The researchers then conducted experiments on rodents that had nerve damage caused by treatment with paclitaxel, a chemotherapy drug. After giving four doses of paclitaxel over eight days, the researchers waited for the animals to develop nerve damage and an aversion to cold, another common symptom experienced by people who undergo chemotherapy. When the animals developed symptoms two or three weeks later, the team gave them single doses of CBD3063.
“We saw a beautiful reversal of both nerve pain and cold aversion,” Khanna said.
Next, the researchers looked at how well the drug could control orofacial pain. Until this set of experiments, the scientists had been giving the drug through the animals’ abdomens via what’s known as intraperitoneal delivery. This time, they tried giving it intranasally, thinking that a nasal spray formulation would be ideal for this kind of scenario.

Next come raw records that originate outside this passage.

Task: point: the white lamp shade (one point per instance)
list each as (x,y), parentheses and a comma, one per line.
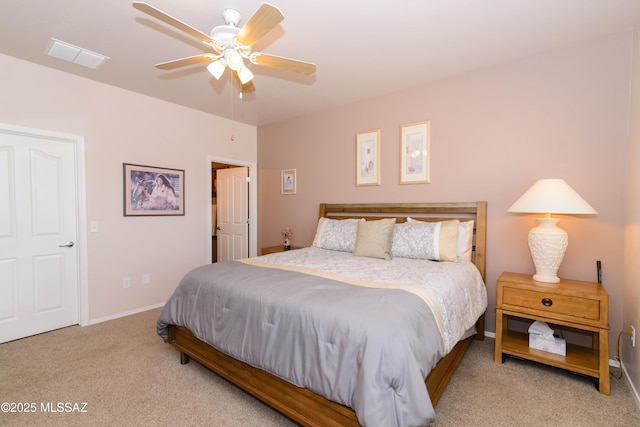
(245,75)
(216,68)
(552,196)
(233,59)
(547,242)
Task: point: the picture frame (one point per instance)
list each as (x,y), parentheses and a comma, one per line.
(288,181)
(368,158)
(153,191)
(415,153)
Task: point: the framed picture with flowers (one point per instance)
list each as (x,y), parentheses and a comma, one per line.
(288,181)
(415,153)
(368,158)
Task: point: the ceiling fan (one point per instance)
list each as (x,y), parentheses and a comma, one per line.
(231,45)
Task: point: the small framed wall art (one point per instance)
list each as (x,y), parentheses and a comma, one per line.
(415,153)
(288,181)
(368,158)
(153,191)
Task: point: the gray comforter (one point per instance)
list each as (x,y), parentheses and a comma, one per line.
(366,348)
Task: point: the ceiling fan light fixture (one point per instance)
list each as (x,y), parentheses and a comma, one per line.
(216,68)
(245,75)
(233,59)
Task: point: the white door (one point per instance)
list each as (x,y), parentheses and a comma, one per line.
(38,231)
(233,213)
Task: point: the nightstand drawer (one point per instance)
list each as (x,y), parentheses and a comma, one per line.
(583,308)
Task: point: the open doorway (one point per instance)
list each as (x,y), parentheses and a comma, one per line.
(233,204)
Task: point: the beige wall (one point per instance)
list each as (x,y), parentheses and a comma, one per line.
(631,291)
(495,132)
(118,127)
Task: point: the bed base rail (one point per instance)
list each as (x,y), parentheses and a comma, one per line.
(299,404)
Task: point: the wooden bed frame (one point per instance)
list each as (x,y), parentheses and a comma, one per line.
(302,405)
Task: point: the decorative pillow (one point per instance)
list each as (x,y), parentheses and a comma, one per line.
(374,238)
(464,242)
(426,240)
(336,234)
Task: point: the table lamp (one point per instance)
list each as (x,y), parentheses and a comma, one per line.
(547,242)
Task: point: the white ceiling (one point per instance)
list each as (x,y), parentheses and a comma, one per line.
(362,48)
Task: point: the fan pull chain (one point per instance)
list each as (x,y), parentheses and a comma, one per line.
(232,108)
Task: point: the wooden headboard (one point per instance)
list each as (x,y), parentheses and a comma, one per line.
(463,211)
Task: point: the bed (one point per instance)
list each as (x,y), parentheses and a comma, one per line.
(262,371)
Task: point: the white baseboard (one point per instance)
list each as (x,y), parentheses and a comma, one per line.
(634,392)
(127,313)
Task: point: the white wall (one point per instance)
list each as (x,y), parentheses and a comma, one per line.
(124,127)
(631,309)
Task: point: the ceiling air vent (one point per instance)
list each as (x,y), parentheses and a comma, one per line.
(68,52)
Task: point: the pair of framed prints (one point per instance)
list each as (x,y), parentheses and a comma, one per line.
(415,155)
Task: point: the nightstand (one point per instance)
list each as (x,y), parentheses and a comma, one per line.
(273,249)
(570,303)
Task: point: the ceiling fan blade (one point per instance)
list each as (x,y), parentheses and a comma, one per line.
(284,63)
(183,62)
(167,19)
(266,18)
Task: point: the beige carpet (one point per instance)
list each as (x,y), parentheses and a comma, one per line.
(127,376)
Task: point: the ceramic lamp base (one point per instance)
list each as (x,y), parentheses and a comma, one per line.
(547,244)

“It also bypasses the blood-brain barrier, and it goes right into the regions it needs to,” Khanna said. Once again, the drug worked: It relieved pain consistent with the expected half-life of the compound in such a formulation, he said, which is a little more than three hours.
His team then moved to their final models. An assessment of whether CBD3063 could relieve chronic pain from inflammatory conditions like arthritis showed that single injections of the drug into mice with paw inflammation relieved their pain for at least four hours afterward. And an experiment on rats with a chronic nerve injury showed that they didn’t develop tolerance to the drug even with multiple injections over a two-week period.

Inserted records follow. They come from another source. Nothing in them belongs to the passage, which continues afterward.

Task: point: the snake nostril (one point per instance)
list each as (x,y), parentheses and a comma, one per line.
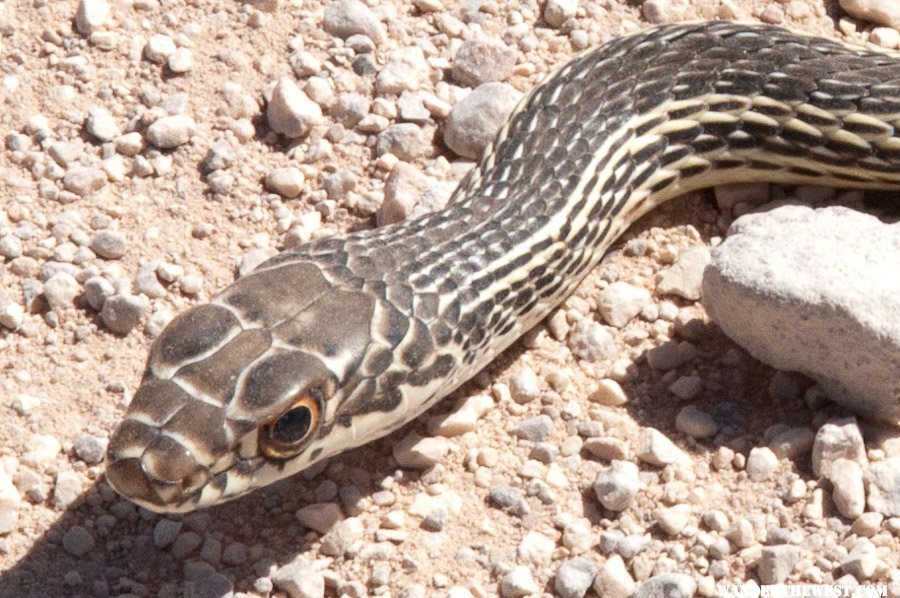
(128,478)
(168,461)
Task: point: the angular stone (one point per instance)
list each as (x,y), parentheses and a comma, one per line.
(797,286)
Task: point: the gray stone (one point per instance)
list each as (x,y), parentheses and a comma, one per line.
(655,448)
(534,429)
(479,61)
(300,579)
(121,313)
(320,517)
(84,180)
(342,537)
(696,423)
(96,290)
(668,585)
(797,286)
(475,120)
(671,355)
(874,11)
(344,18)
(67,489)
(214,585)
(90,449)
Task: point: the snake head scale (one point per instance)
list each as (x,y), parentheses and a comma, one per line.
(238,393)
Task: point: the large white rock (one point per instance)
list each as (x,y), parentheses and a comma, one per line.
(818,292)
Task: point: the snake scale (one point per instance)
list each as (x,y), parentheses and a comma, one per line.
(343,340)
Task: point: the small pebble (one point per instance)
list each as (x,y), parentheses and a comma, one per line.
(170,132)
(617,485)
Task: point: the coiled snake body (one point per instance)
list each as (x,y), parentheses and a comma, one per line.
(342,340)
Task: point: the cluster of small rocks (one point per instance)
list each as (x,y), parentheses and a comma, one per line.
(558,475)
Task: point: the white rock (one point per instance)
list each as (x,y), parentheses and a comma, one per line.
(101,125)
(591,341)
(91,15)
(620,301)
(886,37)
(685,277)
(171,131)
(286,182)
(159,47)
(837,439)
(673,520)
(609,392)
(465,417)
(42,449)
(776,563)
(613,579)
(761,463)
(862,562)
(655,448)
(849,493)
(797,286)
(290,111)
(344,18)
(181,61)
(574,577)
(880,12)
(300,579)
(556,12)
(405,70)
(617,485)
(416,452)
(475,120)
(518,583)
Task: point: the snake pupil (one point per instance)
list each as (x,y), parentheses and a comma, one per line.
(293,425)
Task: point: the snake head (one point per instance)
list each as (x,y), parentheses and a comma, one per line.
(241,392)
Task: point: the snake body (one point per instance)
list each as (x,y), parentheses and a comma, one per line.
(343,340)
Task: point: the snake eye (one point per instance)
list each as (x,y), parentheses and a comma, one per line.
(281,437)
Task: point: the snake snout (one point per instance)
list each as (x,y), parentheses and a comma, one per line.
(160,477)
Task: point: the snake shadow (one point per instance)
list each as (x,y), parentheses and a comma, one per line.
(128,556)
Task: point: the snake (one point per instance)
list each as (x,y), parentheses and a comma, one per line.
(343,340)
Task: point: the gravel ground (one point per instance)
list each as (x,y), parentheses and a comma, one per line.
(153,149)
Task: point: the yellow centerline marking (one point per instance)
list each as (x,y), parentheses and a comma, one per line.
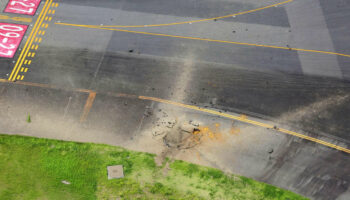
(195,21)
(29,42)
(242,118)
(207,39)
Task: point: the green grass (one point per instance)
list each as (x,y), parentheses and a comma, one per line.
(33,168)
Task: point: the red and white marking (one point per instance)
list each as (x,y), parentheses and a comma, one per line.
(11,36)
(25,7)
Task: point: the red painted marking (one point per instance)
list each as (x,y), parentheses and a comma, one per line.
(11,36)
(25,7)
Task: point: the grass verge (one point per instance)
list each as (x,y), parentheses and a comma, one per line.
(33,168)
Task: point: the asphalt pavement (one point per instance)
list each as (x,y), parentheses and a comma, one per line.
(275,63)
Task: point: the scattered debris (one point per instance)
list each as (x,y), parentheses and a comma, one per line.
(115,171)
(65,182)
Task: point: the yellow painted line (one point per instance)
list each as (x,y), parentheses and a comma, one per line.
(29,42)
(88,105)
(208,40)
(195,21)
(246,120)
(242,118)
(20,19)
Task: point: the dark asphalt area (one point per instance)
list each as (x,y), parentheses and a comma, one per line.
(307,91)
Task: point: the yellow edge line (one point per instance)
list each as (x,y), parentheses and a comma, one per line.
(238,118)
(243,119)
(195,21)
(25,49)
(207,39)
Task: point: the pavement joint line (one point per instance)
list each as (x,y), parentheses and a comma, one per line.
(242,118)
(208,40)
(88,105)
(30,39)
(195,21)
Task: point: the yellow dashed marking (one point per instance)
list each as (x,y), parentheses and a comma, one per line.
(30,40)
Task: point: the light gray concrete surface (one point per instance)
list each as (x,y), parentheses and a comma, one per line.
(304,91)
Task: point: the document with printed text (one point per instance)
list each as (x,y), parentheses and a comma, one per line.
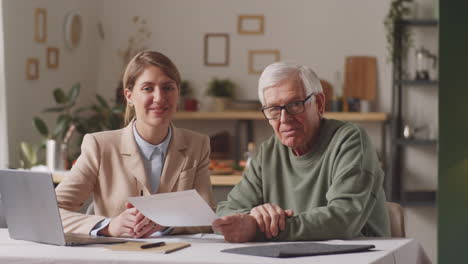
(185,208)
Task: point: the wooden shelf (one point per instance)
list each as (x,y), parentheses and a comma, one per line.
(419,22)
(420,142)
(225,180)
(257,115)
(418,82)
(419,198)
(216,180)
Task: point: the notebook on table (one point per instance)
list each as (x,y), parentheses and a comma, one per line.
(31,210)
(290,250)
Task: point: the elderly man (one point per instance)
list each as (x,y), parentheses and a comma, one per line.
(314,179)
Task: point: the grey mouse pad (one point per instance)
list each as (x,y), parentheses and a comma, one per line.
(290,250)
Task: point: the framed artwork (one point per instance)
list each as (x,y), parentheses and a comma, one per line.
(260,59)
(250,24)
(40,25)
(73,30)
(216,49)
(52,57)
(32,69)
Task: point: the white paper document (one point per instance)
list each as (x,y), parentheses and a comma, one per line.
(185,208)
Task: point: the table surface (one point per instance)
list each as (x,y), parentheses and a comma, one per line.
(205,248)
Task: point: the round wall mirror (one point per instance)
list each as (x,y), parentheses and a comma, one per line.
(73,29)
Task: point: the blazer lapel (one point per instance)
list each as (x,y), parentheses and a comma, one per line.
(132,157)
(174,162)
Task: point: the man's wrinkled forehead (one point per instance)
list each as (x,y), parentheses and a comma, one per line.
(286,90)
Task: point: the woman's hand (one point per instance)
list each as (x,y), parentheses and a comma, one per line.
(271,218)
(132,222)
(145,227)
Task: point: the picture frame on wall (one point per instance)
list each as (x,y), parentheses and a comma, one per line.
(216,49)
(260,59)
(250,24)
(32,69)
(52,57)
(40,25)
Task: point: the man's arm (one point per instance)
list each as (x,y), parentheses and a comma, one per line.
(235,223)
(246,194)
(355,185)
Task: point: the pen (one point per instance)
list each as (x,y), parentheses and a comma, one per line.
(152,245)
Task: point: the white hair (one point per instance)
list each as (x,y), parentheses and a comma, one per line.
(279,71)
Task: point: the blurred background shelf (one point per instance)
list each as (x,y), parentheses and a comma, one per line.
(428,83)
(257,115)
(216,180)
(419,198)
(422,142)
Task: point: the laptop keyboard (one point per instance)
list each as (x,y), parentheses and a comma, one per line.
(78,240)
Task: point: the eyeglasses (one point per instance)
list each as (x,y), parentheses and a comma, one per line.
(293,108)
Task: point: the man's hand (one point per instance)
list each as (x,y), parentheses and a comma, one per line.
(132,222)
(236,228)
(271,218)
(145,227)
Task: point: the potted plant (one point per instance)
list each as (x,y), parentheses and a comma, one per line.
(56,141)
(222,90)
(188,103)
(399,9)
(101,116)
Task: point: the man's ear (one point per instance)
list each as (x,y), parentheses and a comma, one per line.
(320,102)
(128,95)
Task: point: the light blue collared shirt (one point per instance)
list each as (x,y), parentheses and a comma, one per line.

But the researchers weren’t done yet: They wanted to be sure that CBD3063 didn’t block out unrelated types of pain or replicate gabapentin’s side effects, which include memory loss, mood changes, lethargy and more. Experiments on uninjured mice showed that the drug had no effect on types of pain that were unrelated to the type of neuropathy it was designed to treat. Meanwhile, gabapentin seemed to make mice less responsive to important acute pain signals.
As for side effects, the scientists found that abdominal injections of CBD3063 had no impact on rodents’ memory or cognition—unlike gabapentin, which dramatically diminished their ability to recognize objects. Their compound also had no effects on the animals’ cardiovascular function, which case studies suggest may be impacted by gabapentin.
“This demonstrates that CBD3063 preserves that adaptive role of pain without causing any kind of neurological side effects,” Khanna said. “That’s really the benefit.”
There’s still a long road to the clinic. The researchers will need to do many more experiments to understand the drug’s long-term effects as well as whether tolerance eventually arises. And while CBD3063 has never been used for pain relief, it is not technically a new compound. Thus, Khanna’s team will need to substantially transform and optimize it before they can patent it, then will need to partner with a pharmaceutical company to take it into development, he said.
“I don’t want to provide any false hope, because the path to humans is three to five years away at the very least,” Khanna said. “In order to get there, there’s a huge journey ahead.”